2014年03月13日 17時14分 JST | 更新 2014年05月12日 18時12分 JST

■現代社会も「荒野」で満ちている

桜の季節と新年度の足音がすぐそこまで聞こえてきました。年度末のドタバタを耐え忍びながら、長年の学究生活になんとか別れを告げようとしている今日この頃。知人や友人たちと宴を囲んでは、お互いの幸運と成功を祈りあっています。かつて祇園にはチェーン店が跋扈するより前から、京都の若者たちに羨望され愛されていたバーガーショップがあった。

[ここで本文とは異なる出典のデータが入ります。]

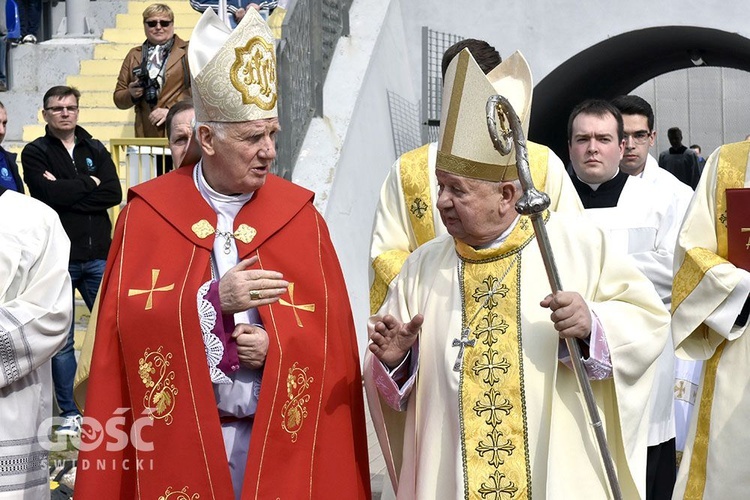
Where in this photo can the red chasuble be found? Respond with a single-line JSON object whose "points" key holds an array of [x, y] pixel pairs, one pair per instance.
{"points": [[154, 429]]}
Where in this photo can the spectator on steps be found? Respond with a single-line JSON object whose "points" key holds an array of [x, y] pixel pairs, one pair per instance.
{"points": [[154, 76]]}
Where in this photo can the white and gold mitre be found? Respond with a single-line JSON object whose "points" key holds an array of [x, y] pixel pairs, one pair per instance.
{"points": [[465, 147], [233, 71]]}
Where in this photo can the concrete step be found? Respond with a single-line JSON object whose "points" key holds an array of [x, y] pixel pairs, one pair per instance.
{"points": [[99, 98], [93, 67], [135, 21], [136, 36], [110, 50], [93, 83]]}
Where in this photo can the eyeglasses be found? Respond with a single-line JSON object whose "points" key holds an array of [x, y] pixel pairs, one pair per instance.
{"points": [[56, 110], [639, 137], [163, 24]]}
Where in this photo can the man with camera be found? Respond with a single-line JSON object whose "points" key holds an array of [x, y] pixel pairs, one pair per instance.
{"points": [[155, 75]]}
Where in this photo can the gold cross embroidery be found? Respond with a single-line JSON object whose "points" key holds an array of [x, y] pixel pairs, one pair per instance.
{"points": [[150, 299], [304, 307]]}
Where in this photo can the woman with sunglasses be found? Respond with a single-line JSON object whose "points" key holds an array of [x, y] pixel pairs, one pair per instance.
{"points": [[155, 75]]}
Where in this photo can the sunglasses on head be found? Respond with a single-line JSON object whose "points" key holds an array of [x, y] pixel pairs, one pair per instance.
{"points": [[153, 24]]}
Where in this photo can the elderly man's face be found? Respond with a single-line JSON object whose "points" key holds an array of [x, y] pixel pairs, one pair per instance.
{"points": [[595, 151], [240, 162], [471, 209], [180, 132]]}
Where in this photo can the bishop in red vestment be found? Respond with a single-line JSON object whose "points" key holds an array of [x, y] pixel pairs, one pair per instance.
{"points": [[152, 427]]}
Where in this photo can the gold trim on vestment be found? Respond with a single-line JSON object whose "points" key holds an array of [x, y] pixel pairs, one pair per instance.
{"points": [[178, 495], [730, 174], [698, 261], [494, 436], [161, 395], [415, 184], [696, 481], [322, 383], [538, 162], [304, 307], [294, 411], [387, 265]]}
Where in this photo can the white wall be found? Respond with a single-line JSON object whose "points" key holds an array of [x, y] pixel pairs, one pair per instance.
{"points": [[346, 154]]}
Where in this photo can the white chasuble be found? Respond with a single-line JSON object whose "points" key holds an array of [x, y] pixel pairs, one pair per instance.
{"points": [[510, 423], [406, 216], [709, 294], [35, 316]]}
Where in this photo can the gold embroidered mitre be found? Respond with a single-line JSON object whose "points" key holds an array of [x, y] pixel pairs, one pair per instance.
{"points": [[233, 71], [465, 147]]}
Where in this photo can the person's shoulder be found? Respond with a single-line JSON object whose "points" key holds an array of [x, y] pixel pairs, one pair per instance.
{"points": [[179, 42], [34, 211], [41, 142], [441, 245]]}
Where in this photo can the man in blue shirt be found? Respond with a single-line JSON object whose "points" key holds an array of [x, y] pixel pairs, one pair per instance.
{"points": [[9, 178]]}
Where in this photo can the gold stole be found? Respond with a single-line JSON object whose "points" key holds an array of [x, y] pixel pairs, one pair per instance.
{"points": [[494, 436], [730, 174]]}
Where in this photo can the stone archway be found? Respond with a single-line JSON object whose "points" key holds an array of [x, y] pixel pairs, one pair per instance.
{"points": [[620, 64]]}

縁あって筆者らは、「伝説の ハンバーガー」を食べる幸運に巡り合いました(Nご夫妻、大変美味しかったです。本当にありがとうございました)。もう一生の中で一日にあれほどのハン バーガーは見ることはあっても、食べることはないだろうなぁ。

世知辛い現代社会の競争の中で、人々は日々格闘し厳しい風雪にさらされて いる。たまには知人に愚痴を聞いてもらいながら、一人静かに酒を傾ける時間 は貴重なものです。抜群に運動ができるスポーツ選手、要領よく勉強して資格 を取り、日々の糧を得る公務員、IT 技術はじめとする卓越した技術者、腕のいい料理人、力自慢の猛者たち、(発覚するまでの)天才詐欺師。手に職をもってしたたかにまっとうに生きていくことは可能ではあります。太古の昔なら現代のような高度な形での競争は、確かになかったでしょう。

その代わり、食糧や水の確保、身の回りの仕事だけで大変でした。野生の動物との生存競争もあったに違いない。現代は自然との戦いという場面が縮小し、 人々は自らが築き上げた文化に絡みとられている時代ではないかしら。国同士のいざこざは言うに及ばず、現代社会ではそこかしこで人間同士の競争が待ち構えています。グローバルな労働市場はまぎれもなく競争だ。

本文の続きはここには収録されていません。